Andrew Eifler – Media Planner at Draftfcb
Friday April 23rd, 2010 at Skidmore College
Attending Skidmore College has allowed me to experience guest lecturers ranging from internationally renowned storyteller Ira Glass to driven self-starter and Skidmore alum Shep Murray of Vineyard Vines. Over the past few months I have been in contact with Andrew Eifler (Skidmore Class of 2007), a Media Planner at Draftfcb in New York City. Andrew is especially passionate about his work and extremely dedicated to his alma mater, returning to campus on a consistent basis to present on various marketing topics. Recently, Andrew spoke about his own insights on Viral Marketing. To read more of Andrew’s opinions, visit his blog at AndrewEifler.com.
It is sometimes confusing why a specific viral marketing campaign works, while others simply don’t. Andrew posits two theories to explain the rapid sharing of marketing material – why a campaign goes viral: 1) Content Pass Along, and 2) Brands as Friends. Simply put, Content Pass Along occurs if, and only if, an individual is compelled to share the content with his or her friend(s). Brand as a Friend occurs if consumers are motivated to affiliate themselves with a brand’s personality.
Andrew continued his presentation by emphasizing the past experience of online participants being able to associate themselves with content and brands they felt expressed similar values and beliefs as their own offline real personas. Content providers were only required to publish substance and be readily findable. Exponential growth has led to individuals (like myself), other bloggers, aspiring musicians, filmmakers, family owned establishments, as well as, educators, inundating the World Wide Web with content. It is no longer enough for a firm to merely just be there. They must provide more, a Magic Nugget that consumers want to pass along.

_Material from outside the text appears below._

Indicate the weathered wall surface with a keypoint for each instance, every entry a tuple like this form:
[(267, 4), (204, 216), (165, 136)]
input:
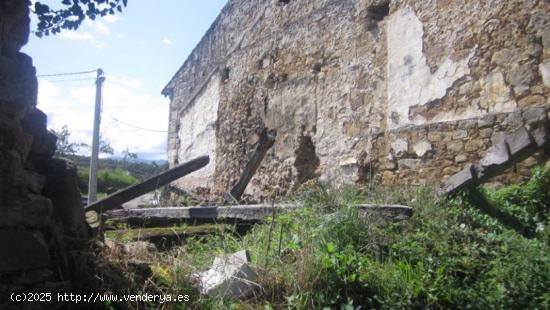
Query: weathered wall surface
[(406, 92)]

I believe that the introduction of the universal Facebook “Like” Button and integration of geo-location services (i.e. Foursquare and Gowalla) will allow users to follow a centralized thread of, essentially, their own personality genes, easily navigable by any and all of his or her followers. The compilation of this data, results in an identity. Marketers can use this personality thread to target likely users of their brand. This process was only made easier with further developments on the Facebook Open Graph API enabling designers to access user information, such as name, birthday, email address, hometown, “likes”, events, wall posts, comments, notes, links and more.
If the act of passing along content and identifying with characteristics of certain brands determines an Internet user’s identity, then wouldn’t that mean that marketers, hoping to create viral campaigns, should provide content with messages that directly align with their target audience’s personalities? Is this the equation to a successful viral marketing campaign?